Secret to keeping friendships alive revealed

Your ability to keep long-distance friendships alive may depend on your gender, according to a new study.

Whereas a good gossip on the phone is enough for women to stay close to each other, regular calls have absolutely no effect on men.

According to psychologists at Oxford University, male friends need to make the effort to meet up face to face if their “bromance” is to survive.

Professor Robin Dunbar followed a group of 30 teenagers as they left home to start university or pursue careers, and found a “striking sex difference” in the factors that decided whether a friendship flourished or floundered.

He said: “The caricature is if you move away to another town, girls will be on the phone or Facebook with each other to keep the relationship going.

“With guys, it is ‘out of sight, out of mind’. They just find four more guys to go drinking with.”

Guys need face time, not Facetime, for their friendship to last
Image Caption: Guys need face time, not Facetime, for their friendship to last

Prof Dunbar explained that male friendships endure when mates meet up and do stuff together – whether it is a drink down the pub, watching the football, or playing a five-a-side game.

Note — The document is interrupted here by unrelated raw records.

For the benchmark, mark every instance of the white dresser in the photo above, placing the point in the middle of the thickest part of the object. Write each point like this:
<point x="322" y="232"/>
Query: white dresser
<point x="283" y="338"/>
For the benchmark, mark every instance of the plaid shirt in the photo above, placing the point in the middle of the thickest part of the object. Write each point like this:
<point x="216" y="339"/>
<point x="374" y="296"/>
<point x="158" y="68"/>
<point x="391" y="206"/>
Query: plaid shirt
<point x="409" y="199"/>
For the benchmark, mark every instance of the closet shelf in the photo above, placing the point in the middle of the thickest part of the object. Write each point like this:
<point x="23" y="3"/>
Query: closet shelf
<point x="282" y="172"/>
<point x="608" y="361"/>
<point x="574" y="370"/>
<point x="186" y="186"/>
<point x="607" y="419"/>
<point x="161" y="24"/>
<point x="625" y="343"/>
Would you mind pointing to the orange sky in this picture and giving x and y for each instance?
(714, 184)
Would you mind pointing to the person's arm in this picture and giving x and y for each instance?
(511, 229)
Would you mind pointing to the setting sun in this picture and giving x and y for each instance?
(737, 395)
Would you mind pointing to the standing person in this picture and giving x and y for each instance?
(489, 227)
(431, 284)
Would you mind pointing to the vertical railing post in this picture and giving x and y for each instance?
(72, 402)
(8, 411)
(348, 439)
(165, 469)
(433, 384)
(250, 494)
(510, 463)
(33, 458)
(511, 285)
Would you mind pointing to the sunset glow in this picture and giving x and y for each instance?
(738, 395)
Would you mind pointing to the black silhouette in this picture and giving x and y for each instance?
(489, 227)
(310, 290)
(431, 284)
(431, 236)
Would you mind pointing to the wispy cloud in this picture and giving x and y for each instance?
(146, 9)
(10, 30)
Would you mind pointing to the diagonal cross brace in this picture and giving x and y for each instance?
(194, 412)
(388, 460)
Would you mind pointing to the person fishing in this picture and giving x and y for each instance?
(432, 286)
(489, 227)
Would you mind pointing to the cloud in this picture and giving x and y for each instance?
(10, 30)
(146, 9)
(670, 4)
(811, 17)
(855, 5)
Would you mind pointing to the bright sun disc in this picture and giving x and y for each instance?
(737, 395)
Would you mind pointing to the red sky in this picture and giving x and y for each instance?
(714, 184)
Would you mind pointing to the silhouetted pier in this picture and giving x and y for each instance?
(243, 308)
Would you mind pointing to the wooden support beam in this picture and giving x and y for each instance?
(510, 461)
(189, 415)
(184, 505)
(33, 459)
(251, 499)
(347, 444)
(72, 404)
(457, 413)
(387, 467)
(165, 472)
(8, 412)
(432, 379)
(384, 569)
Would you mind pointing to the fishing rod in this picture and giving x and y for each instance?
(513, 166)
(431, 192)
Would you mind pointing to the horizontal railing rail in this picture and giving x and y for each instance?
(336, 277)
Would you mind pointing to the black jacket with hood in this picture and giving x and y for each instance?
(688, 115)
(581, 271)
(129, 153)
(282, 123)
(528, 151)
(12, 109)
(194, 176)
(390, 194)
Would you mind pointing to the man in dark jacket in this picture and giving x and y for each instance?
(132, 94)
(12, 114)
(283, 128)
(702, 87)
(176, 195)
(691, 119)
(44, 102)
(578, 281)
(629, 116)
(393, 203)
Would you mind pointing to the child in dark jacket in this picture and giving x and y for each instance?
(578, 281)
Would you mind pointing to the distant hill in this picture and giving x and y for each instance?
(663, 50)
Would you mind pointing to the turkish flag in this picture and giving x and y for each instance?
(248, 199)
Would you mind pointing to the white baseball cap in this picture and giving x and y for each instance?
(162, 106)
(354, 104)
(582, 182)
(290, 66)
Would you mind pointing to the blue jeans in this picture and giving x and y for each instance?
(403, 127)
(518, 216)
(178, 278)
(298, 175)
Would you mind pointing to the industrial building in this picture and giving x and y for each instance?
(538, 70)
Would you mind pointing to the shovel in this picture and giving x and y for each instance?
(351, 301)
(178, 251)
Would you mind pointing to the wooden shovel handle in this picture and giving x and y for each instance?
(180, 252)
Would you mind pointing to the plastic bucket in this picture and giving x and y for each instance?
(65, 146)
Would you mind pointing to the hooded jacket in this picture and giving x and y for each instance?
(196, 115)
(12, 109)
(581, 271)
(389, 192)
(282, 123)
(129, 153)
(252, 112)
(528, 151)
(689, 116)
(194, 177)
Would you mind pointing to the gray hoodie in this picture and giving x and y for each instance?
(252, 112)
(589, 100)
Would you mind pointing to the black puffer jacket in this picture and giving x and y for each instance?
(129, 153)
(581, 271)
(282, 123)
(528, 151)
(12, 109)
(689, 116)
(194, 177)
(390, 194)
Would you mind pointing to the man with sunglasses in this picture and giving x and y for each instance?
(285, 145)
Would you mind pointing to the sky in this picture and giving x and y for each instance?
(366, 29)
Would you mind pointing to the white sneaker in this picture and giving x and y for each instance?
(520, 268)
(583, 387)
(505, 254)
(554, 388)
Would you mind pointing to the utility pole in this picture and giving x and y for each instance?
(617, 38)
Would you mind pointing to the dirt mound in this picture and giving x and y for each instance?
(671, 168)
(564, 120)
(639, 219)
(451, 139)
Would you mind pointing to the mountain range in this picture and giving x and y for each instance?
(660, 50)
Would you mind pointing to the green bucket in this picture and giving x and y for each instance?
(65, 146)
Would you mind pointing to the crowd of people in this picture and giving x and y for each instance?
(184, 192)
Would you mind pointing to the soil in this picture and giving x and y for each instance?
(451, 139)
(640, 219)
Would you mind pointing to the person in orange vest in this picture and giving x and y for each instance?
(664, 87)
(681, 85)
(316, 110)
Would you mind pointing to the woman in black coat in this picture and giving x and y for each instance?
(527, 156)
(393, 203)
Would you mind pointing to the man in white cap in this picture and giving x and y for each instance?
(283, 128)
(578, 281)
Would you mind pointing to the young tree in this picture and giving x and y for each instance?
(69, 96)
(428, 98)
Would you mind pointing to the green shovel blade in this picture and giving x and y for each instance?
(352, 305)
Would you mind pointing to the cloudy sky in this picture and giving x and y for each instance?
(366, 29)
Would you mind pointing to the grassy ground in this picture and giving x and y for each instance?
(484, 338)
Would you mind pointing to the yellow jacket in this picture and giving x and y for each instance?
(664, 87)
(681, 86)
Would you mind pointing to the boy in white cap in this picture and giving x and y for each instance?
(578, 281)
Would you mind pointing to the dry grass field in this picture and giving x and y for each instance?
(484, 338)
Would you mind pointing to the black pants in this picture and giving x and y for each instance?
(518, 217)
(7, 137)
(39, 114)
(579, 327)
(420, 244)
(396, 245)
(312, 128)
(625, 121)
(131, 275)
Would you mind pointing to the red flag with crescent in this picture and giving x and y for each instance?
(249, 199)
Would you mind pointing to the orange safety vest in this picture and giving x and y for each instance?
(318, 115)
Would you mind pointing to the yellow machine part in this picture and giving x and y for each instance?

He believes that telephone calls work better for women because female friendships have a greater intensity than male ones – and are more similar to romantic relationships, which can break catastrophically.

Because of this, women are more motivated to safeguard their friendships – even over long distances.

Prof Dunbar is best known for his theory that all primates, including humans, only have the mental capacity to maintain a stable friendship with a maximum of 150 people.

This threshold is known as Dunbar’s Number, and it is believed to be because our brain sizes – not to mention our time – is limited.